Why Does Verizon Care About Telephone Poles?

October 11, 2017

Mayor Sam Liccardo of San Jose, CA

Liccardo
Like every other 8-year-old whom I tutored at a local school, Omar didn’t know anything — and didn’t care much — about high-stakes disputes over net neutrality, free speech and privacy that have consumed much of the news coverage of the telecommunications industry in recent years. Yet the inability of Omar’s parents to afford broadband internet access lies at the heart of a battle that will have a far greater impact on his future: the fight over street poles.

Public street poles may not look like much, but to wireless service providers, they’re valuable real estate. Companies like Verizon want low-cost access to them to install equipment to handle the rapidly growing demand for mobile data. But poles are owned locally, and cities and counties aren’t eager to give away access at below-market rates. Doing so would essentially subsidize an already wealthy industry — nationwide, as much as $2 billion a year, money that could otherwise go to expanding low-cost broadband access for people like Omar’s family.

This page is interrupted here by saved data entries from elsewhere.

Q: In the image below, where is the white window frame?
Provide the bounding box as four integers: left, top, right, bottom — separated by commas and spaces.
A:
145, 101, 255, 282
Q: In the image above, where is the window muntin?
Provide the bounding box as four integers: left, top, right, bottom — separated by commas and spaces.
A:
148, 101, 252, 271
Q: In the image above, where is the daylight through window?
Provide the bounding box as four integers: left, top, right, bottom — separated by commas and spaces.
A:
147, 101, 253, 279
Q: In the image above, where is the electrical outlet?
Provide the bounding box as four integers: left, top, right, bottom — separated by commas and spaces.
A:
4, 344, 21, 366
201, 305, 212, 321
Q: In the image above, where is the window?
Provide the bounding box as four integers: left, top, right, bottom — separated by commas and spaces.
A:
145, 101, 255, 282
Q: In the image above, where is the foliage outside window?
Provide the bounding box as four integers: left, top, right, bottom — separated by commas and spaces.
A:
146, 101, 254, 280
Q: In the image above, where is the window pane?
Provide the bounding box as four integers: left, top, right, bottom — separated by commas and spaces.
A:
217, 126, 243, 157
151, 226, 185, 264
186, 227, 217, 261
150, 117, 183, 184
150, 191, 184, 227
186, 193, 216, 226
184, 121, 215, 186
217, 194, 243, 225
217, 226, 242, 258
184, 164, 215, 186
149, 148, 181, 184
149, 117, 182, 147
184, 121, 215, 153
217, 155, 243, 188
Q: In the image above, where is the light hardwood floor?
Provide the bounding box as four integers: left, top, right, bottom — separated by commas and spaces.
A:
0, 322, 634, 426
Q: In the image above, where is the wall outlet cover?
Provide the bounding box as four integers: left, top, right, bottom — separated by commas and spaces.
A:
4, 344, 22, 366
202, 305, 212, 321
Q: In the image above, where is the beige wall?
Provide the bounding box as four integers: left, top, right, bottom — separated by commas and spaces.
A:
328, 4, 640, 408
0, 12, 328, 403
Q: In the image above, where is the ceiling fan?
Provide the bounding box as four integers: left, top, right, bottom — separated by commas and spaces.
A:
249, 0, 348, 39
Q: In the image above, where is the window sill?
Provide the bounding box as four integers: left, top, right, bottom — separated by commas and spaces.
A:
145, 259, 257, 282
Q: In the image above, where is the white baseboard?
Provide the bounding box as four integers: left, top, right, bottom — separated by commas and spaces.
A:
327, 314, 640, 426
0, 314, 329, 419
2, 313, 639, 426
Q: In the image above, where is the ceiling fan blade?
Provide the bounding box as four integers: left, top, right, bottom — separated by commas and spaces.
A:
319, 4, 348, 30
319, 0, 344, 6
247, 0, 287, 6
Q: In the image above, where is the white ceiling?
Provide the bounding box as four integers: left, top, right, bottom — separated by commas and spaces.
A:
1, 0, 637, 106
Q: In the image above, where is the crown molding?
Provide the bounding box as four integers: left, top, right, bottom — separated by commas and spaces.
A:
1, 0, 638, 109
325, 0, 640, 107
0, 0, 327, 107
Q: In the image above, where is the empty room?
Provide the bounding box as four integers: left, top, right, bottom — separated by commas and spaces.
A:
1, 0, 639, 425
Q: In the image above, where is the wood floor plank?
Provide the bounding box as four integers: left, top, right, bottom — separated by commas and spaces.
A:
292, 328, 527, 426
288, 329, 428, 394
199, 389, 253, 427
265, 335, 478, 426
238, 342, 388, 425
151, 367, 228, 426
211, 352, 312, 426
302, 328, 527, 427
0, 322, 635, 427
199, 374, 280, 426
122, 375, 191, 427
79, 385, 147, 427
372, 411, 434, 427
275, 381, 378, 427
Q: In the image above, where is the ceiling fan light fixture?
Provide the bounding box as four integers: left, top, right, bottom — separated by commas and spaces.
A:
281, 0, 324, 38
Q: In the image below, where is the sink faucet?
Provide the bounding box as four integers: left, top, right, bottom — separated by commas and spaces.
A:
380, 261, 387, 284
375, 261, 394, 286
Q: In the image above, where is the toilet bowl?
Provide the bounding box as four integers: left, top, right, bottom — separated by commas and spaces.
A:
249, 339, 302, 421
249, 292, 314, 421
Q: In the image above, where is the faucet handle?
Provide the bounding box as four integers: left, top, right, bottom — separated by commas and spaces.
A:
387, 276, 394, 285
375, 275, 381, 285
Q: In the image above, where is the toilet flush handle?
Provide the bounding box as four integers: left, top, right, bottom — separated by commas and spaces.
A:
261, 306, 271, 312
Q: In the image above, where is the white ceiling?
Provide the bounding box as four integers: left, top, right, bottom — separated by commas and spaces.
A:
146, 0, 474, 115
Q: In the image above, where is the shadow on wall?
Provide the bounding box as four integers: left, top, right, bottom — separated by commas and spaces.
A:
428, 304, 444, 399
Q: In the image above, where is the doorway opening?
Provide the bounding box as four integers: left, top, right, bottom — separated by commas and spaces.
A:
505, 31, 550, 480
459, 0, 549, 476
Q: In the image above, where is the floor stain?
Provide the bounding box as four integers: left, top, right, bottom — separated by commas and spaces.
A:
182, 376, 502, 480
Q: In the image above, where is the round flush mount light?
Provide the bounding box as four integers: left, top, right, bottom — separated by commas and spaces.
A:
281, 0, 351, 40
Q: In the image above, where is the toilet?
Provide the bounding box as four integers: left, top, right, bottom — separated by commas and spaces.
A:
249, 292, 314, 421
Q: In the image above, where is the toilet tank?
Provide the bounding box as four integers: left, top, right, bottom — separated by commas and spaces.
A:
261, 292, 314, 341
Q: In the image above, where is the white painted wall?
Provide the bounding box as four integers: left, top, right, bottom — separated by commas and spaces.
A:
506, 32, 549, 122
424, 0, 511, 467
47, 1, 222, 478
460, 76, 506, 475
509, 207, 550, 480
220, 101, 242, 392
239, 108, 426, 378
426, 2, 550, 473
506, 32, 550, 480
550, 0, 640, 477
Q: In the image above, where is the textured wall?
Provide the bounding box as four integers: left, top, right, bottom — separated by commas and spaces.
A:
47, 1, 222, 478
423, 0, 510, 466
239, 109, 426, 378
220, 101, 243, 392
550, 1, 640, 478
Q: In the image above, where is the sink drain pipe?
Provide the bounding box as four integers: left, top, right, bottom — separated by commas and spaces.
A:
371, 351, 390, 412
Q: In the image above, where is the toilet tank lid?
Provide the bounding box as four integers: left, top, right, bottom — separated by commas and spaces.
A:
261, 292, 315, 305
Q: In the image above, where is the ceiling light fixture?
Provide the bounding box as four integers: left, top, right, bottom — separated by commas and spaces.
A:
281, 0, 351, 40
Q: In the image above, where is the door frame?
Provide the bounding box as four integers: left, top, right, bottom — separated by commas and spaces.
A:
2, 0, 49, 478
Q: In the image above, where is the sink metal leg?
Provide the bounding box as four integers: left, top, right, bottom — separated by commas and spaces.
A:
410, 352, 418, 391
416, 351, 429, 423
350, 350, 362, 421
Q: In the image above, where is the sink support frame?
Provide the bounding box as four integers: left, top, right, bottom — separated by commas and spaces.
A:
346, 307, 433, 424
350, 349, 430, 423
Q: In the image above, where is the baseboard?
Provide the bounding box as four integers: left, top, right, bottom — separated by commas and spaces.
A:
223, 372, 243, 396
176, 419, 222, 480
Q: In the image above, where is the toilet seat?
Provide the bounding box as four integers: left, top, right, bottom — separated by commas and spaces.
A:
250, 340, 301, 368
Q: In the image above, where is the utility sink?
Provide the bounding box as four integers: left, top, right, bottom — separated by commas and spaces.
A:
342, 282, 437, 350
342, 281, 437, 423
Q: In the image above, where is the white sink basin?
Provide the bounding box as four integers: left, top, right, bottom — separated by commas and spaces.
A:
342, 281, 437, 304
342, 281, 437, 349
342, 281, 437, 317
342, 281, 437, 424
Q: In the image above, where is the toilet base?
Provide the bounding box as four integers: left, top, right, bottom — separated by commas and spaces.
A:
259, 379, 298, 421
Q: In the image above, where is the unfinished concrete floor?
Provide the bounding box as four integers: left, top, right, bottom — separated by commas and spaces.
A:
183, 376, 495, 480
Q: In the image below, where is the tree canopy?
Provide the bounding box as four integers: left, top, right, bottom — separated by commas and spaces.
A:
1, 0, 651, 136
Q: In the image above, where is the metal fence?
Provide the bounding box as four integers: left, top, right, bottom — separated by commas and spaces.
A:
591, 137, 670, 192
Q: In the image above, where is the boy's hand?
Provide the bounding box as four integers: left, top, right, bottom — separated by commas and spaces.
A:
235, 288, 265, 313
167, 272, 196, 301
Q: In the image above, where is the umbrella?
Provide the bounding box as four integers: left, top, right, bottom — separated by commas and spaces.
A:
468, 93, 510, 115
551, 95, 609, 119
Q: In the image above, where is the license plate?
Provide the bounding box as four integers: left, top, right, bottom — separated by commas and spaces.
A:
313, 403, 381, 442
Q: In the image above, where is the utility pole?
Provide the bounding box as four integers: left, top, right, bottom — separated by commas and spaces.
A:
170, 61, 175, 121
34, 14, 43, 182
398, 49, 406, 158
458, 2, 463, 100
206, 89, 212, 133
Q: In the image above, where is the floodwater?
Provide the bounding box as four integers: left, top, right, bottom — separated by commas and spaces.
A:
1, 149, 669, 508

As a result, the industry is waging a war for those poles, at all levels. Big Telecom and its allies in the White House have quietly carried out a campaign to secure rapid and cheap access to those poles, at taxpayer expense. Here in California, state legislators recently advanced a bill introduced by Senator Ben Hueso that would allow wireless service providers to install their equipment on public street poles at below-market rates — and to do so nearly wherever and whenever they choose — all in the name of “streamlining” local permit approvals.

We’ve seen similar efforts in Texas, Florida, Washington and dozens of other states, where telecommunications industry lobbyists spent more than $24.5 million in campaign contributions last year, according to the National Institute on Money in State Politics. At the federal level, Trump administration appointees to the Federal Communications Commission have publicly cheered these proposals, while releasing their own draft regulations to carry out additional industry-friendly rules nationally.

What do our taxpayers get in return for this sweetheart deal? Wireless companies insist that these legislative proposals will reduce costs for consumers, and deliver better-quality cellular voice and data service. Yet, in truth, they do nothing to actually ensure that customers will benefit from a single dollar of the cost savings that the corporate telecoms will pocket.

Moreover, service improvements will benefit only those customers able to afford its service. Despite the windfall that wireless providers receive at taxpayer expense, these industry-backed proposals do not require, or even encourage, the companies to expand broadband access to underserved rural and low-income neighborhoods.

There’s no provision in the California legislation, for example, for broader deployment for low-income neighborhoods. In San Jose alone, over 40 percent of low-income residents lack broadband access. While the industry will respond by pointing to its discounted internet service plans, they remain of such poor quality that students like Omar cannot download their teachers’ video-recorded lesson plans, or a Khan Academy instruction on algebra, particularly when multiple family members are sharing the same account.

In essence, these wireless service providers seek all of the privileges of a regulated water or electric utility — taxpayer-subsidized use of public infrastructure, deployment in locations of their choosing, overrides of the local government’s authority — but without the accompanying responsibility: to serve everyone.

It gets worse. The push by industry and the Trump administration to override local authority to set lease rates will undermine many cities’ efforts to expand digital access. That’s because San Jose; Tacoma, Wash.; and many other progressive cities seek to use lease revenues from street poles to finance the expansion of low-cost broadband to poorer neighborhoods. Otherwise, the wealthy will receive better service, and the poor will remain shut out.

These proposed regulations also supplant local communities’ authority with industry fiat to determine how to deploy telecommunications equipment over public streets, sidewalks and parks. Homeowners surprised by the sight of refrigerator-size equipment installed on poles outside of their windows will have no ability to seek redress from City Hall to change the location or to mitigate the aesthetic impact of these unsightly fixtures. And because signals from of these devices can disrupt the operations of others, they can preclude cities from installing public-serving devices — such as gunshot-spotters or traffic safety sensors — on their own street poles.

These are just a few of the reasons a growing number of local elected leaders have opposed the industry’s efforts in state legislatures and at the F.C.C. Here in California, the mayors of six of our largest cities — Los Angeles, San Jose, San Francisco, Oakland, Long Beach and Santa Ana – have joined leaders of 150 other cities in opposing California’s version of this industry-backed effort.

There is a better way. If the industry wants the same access to taxpayer-funded infrastructure that public utilities enjoy, it should bear the concomitant responsibility to make its services available to everyone in that jurisdiction. Alternatively, if Big Telecom doesn’t want the responsibility of deploying broadband in low-income neighborhoods, then the states and the F.C.C. should continue to allow cities to charge market-rate fees and leases to generate municipal dollars needed to broaden access, as San Jose is doing in several low-income neighborhoods.

We should all embrace the opportunity of greater broadband deployment, at better speeds, with the latest technology. Yet how we deploy this technology — and whether families like Omar’s’ will benefit — matters. If we’re going to provide the telecom industry with unfettered access to public property, then the public’s interest must come first.